Stray Native on stage at The Junction

Opening their set with immediate uplift, it was in your face from the first track. They wanted us woken up. Vocalist Boff’s range is impressive. He screams as well as he sings, feeding off his band members with ferocity. They know how to move on stage too, and the feeling is they are fully connected as a collective. Jake’s performance on guitar is somewhat of an internal one when he’s lost in the moment, disappearing into the feeling of each track, but it kinda works. Frontman Boff is able to bring him and everyone else back together during vocal breaks to create a unified performance.

I wanted to know more about this established band currently working the local music scene, so I was invited for an interview backstage. Bassist Oz, who sat alongside Boff (lead vocals), Paul (guitar), Karl (drums), and Jake (guitar), took soundbite duties and was clearly in his element during our conversation. He’s proud of this band, and it shows. Telling stories of their experiences in the past, how each member was recruited, and why they just work as the five-piece they are now, I really got a sense of their commitment, not only as band members, but mates too. Boff was practically forced to join them because they just knew he was the right fit. And I think I agree.

“At the time I thought, you know what, I haven't seen them in ages, so thought I'd just go thinking yeah it will just be a bit of a jam. Then I just never left.”- Boff.

“Once he’d heard the songs he was like - yeah this is alright, this is a bit of me. When we were writing songs, we were kinda writing them with Boff in mind anyway.” - Oz

They went on to tell me more about writing songs together and the 50 or so demos they have ready to perfect (tracks with names I can't repeat here, all of which have their on-stage professional titles for audience purposes only. Don't ask!) It sounds as if these boys have a shared sense of love for the creative process behind the scenes as well as performing live, which is refreshing these days considering how few performance opportunities there were during Covid-19 and how desperate music artists have been to spend their time focusing solely on live gigs in the years that followed. To have a love for the process from beginning to end is clearly important to Stray in a really good way.

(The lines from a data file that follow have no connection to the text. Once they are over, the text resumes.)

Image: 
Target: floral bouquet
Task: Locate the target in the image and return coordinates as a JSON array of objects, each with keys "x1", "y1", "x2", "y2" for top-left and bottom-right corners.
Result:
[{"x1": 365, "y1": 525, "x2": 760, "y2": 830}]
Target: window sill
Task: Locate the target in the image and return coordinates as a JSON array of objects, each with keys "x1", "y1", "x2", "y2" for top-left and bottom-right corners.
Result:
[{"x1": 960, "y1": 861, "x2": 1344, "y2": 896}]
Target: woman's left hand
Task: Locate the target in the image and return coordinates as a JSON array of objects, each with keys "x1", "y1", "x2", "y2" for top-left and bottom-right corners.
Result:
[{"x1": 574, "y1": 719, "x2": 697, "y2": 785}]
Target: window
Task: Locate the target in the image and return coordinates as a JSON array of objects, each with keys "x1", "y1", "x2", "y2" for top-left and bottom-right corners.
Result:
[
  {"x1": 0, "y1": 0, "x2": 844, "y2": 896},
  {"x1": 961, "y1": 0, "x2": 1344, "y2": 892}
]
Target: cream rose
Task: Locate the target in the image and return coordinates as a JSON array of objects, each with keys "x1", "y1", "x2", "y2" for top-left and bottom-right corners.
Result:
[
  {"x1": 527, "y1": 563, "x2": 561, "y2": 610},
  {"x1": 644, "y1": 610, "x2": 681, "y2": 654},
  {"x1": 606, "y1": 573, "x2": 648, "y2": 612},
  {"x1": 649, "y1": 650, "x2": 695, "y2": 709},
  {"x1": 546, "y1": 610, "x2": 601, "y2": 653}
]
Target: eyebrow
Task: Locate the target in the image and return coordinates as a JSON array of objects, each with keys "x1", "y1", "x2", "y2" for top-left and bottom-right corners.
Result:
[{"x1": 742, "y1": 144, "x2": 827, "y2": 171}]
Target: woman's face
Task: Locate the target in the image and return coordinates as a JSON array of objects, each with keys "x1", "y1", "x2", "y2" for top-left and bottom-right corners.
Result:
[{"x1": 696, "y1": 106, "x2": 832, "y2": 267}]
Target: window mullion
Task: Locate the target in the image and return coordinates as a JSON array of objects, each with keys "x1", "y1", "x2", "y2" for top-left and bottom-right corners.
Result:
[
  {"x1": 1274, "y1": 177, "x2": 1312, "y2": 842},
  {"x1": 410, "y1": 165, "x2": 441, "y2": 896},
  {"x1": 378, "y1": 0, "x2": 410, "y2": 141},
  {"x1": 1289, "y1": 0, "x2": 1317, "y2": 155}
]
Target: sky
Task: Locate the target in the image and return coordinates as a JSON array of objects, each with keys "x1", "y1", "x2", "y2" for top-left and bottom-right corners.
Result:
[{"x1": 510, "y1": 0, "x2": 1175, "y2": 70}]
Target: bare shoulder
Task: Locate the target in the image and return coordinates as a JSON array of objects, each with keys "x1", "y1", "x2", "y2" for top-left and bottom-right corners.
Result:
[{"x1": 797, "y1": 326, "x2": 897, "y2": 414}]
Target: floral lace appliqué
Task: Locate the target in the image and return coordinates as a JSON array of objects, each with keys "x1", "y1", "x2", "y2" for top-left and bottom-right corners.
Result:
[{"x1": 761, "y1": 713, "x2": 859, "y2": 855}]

The band are currently still writing and recording, with several tracks planned for release before the end of this year and future hopes to get out and play across the UK in as many cities as possible- taking their fired-up hard rock sound out there for new audiences. Head out to their next date at The Dublin Castle, Camden, Thursday 6th June supporting metal/prog rock-influenced outfit Wicca. Tickets £10 on the door.